SProp question: What can I actually do with a (Squash P) value?

Hi all, new to Discourse in general and this group in particular. I’ve known about Coq for years and played with it on and off, never done much serious development in it.

I recently learned about SProp and was particularly interested in its sigma types since I assume they would behave more like “real subsets”. But at the moment it looks like, short of reinventing the entire logic library in SProp, the only real way to put an interesting proposition into there is to ‘squash’ one from Prop. And having done so, I can’t find any way to actually make use of that proposition’s content.

For example: currently what I’d like to prove is that if a map f: A -> B has a left-inverse, then its restriction to Ssig (fun y:B => Squash (exists x:A, f x = y)) has a full inverse. This seems to me like it ought to be the case given proof-irrelevance. Here’s how that’s going:

Variables A B: Type.
Variables (f: A -> B) (fInv: B -> A).
Hypothesis lcancel: forall x, fInv (f x) = x.

Definition Img: Type :=
  Ssig (fun y:B => Squash (exists x, f x = y)).

Definition f' (x: A): Img :=
  Sexists _ (f x) (squash (ex_intro _ _ eq_refl)).

 Definition fInv' (y: Img): A := fInv (Spr1 y).

Property rcancel: forall y:Img, f' (fInv' y) = y.
Proof.
  intros [y sH]. (* sH: Squash (exists x, f x = y) *)
  apply Spr1_inj. now_show (f (fInv y) = y).
  enough (exists x, f x = y).
  { destruct H; rewrite <- H, -> lcancel; reflexivity. }

…and here I’m stuck. I can’t destruct sH to get the proposition I need, because "Case analysis on sort Prop is not allowed for inductive definition Squash." And without that proposition there is no way to complete the proof.

Based on this, I don’t understand how I am supposed to do anything at all with a value of type Squash P except admire it and then throw it away. I suppose if I just wanted a computation to require that some value satisfy a predicate while never actually needing to use that fact, I could accept a Squash (P x) for that purpose, but that’s about it. Is this analysis correct, or am I missing something?

Indeed you can prove forall y, Squash (f' (fInv' y) = y) but not the unsquashed equality.

Based on this, I don’t understand how I am supposed to do anything at all with a value of type Squash P except admire it and then throw it away.

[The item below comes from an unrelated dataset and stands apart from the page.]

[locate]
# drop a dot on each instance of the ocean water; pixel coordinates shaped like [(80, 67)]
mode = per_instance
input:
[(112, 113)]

You can also prove forall P, (~ ~ P -> P) -> Squash P -> P, decidable properties satisfy the condition so if you add an hypothesis that B has decidable equality then you can prove the unsquashed goal.
Notably False is decidable so Squash False -> False. So for instance you can define a Vector head function of type forall A n, Squash (exists k, n = S k) -> Vector.t A n -> A using the hypothesis only in the nil branch where it is absurd.

Alternatively you can use SProp (proof irrelevant propositions) — Coq 8.17+alpha documentation to declare an equality type in SProp and prove it equivalent to the usual equality, this also lets you prove the unsquashed goal. However note SProp (proof irrelevant propositions) — Coq 8.17+alpha documentation

Oh, that makes more sense. So once I move information into SProp it has to stay there (barring decidability), but I can continue to use it in defining other SProps. Meaning I can prove as an SProp that A and Img f are equipotent, but the witness of that proposition can never be used for anything except as a lemma for proving further results inside SProp. Which is fine, as long as my end goal is just to satisfy myself and/or others that those results are true.

That actually gives me a much better idea of what SProp is good for! Thanks!